Após dez anos, justiça derruba lei de MS e proíbe queima de palha de cana

A Justiça Federal derrubou uma lei estadual aprovada em 2007 pela Assembleia Legislativa de Mato Grosso do Sul atribuindo a 18 municípios da região sul a competência para decidir sobre autorizações para queimada da palha de cana. A decisão foi tomada em março deste ano pelo juiz da 1ª Vara Federal de Dourados, Moisés Anderson Costa Rodrigues da Silva, em ação civil pública movida pelo MPF (Ministério Público Federal).

O caso se arrastava desde 2008, quando o MPF entrou com ação para derrubar a lei estadual – sancionada em janeiro de 2007 pelo então governador André Puccinelli – e conseguiu uma liminar na primeira instância, mas o governo do estado e as empresas agrícolas recorreram ao TRF (Tribunal Regional Federal) da 3ª Região, em São Paulo, e conseguiram liberar a queimada.

Em 2013, no entanto, o próprio TRF reconsiderou a decisão após recurso da Procuradoria Regional da República e manteve a proibição, que vigora até hoje. No mês passado, após uma década de demora, a Justiça finalmente deu uma sentença para o caso e derrubou em definitivo a lei estadual.

Os municípios abrangidos pela decisão judicial são Anaurilândia, Angélica, Bataiporã, Caarapó, Deodápolis, Douradina, Dourados, Fátima do Sul, Glória de Dourados, Itaporã, Ivinhema, Maracaju, Nova Alvorada do Sul, Nova Andradina, Novo Horizonte do Sul, Rio Brilhante, Taquarussu e Vicentina.

Ibama – “Julgo parcialmente procedente a demanda e reconheço a nulidade das autorizações de queima da palha da cana de açúcar expedidas pelos municípios com base na Lei Estadual 3.357/2007 e determino ao Ibama que promova o licenciamento ambiental da atividade, mediante prévia elaboração de estudo de impacto ambiental”, afirmou o magistrado na sentença.

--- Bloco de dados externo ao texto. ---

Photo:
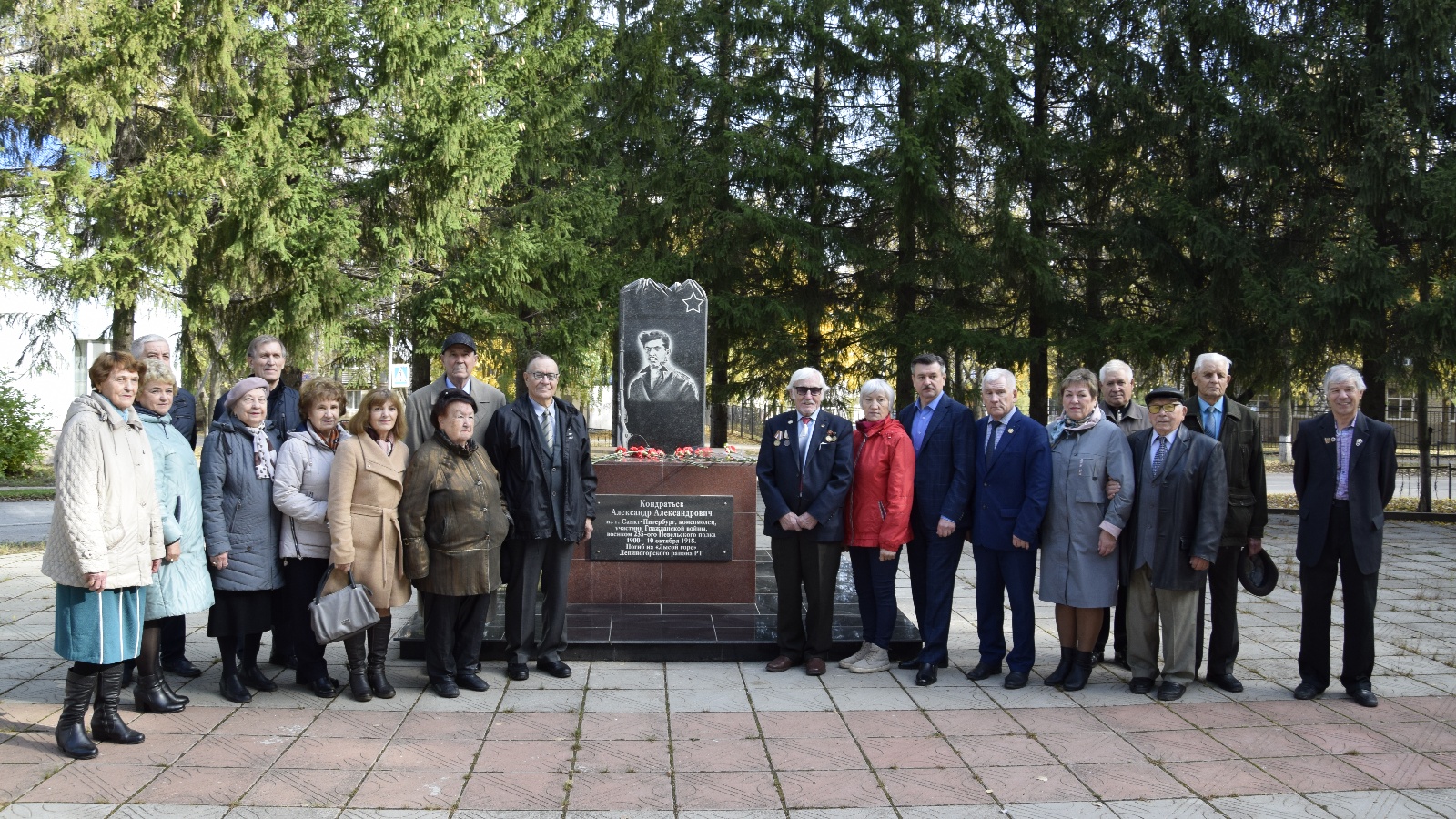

Na ação, acolhida pela Justiça, o MPF alegou que o uso do fogo para preparo da colheita da cana-de-açúcar constitui prática danosa ao meio ambiente, além de afetar a saúde dos trabalhadores e da população.

“A Lei Estadual 3.357/2007 é inconstitucional e ilegal, pois autoriza o uso indiscriminado da queima da palha da cana, independentemente de licenciamento e prévio estudo de impacto ambiental, além de violar o sistema constitucional de repartição de competências”, afirmou o MPF, ao defender a colheita mecanizada por trazer melhores condições de salubridade aos trabalhadores e aumento da demanda por trabalho qualificado.

Afeta até outro país – Para o juiz Moisés da Silva, a lei estatual prevê de forma genérica o uso do fogo como método despalhador, independentemente da realização de prévio estudo de impacto ambiental. Segundo o magistrado, os danos ambientais porventura decorrentes da autorização ultrapassam a esfera local, já que a região fica perto da divisa com outros estados e da fronteira com o Paraguai.

“A região de Dourados encontra-se em zona de fronteira seca, a menos de 120 km do vizinho, Paraguai. A eventual dispersão de gases tóxicos, oriundos da queima da palha da cana-açúcar, provocará danos que transcendem a uma municipalidade, o que pode, inclusive, gerar danos a grande parte do cone sul do Estado de Mato Grosso do Sul, chegando, provavelmente ao Estado de São Paulo”, afirma a sentença.

Extrapolou – Na decisão, o juiz afirma que a Assembleia Legislativa não poderia autorizar um município a avaliar dano ambiental que supera sua extensão territorial, “vulnerando entidades federativas congêneres, e, até mesmo, entidades soberanas, como é o país vizinho”.

“Hoje não estamos na época da coivara, queimada da mata para limpeza do solo, que herdamos dos índios. Dispomos de um moderno parque agroindustrial sucroalcooleiro, que exporta tecnologia e, ainda assim, vale-se de uma prática daninha, prévia ao povoamento do Brasil pelos portugueses”, sentenciou o magistrado federal.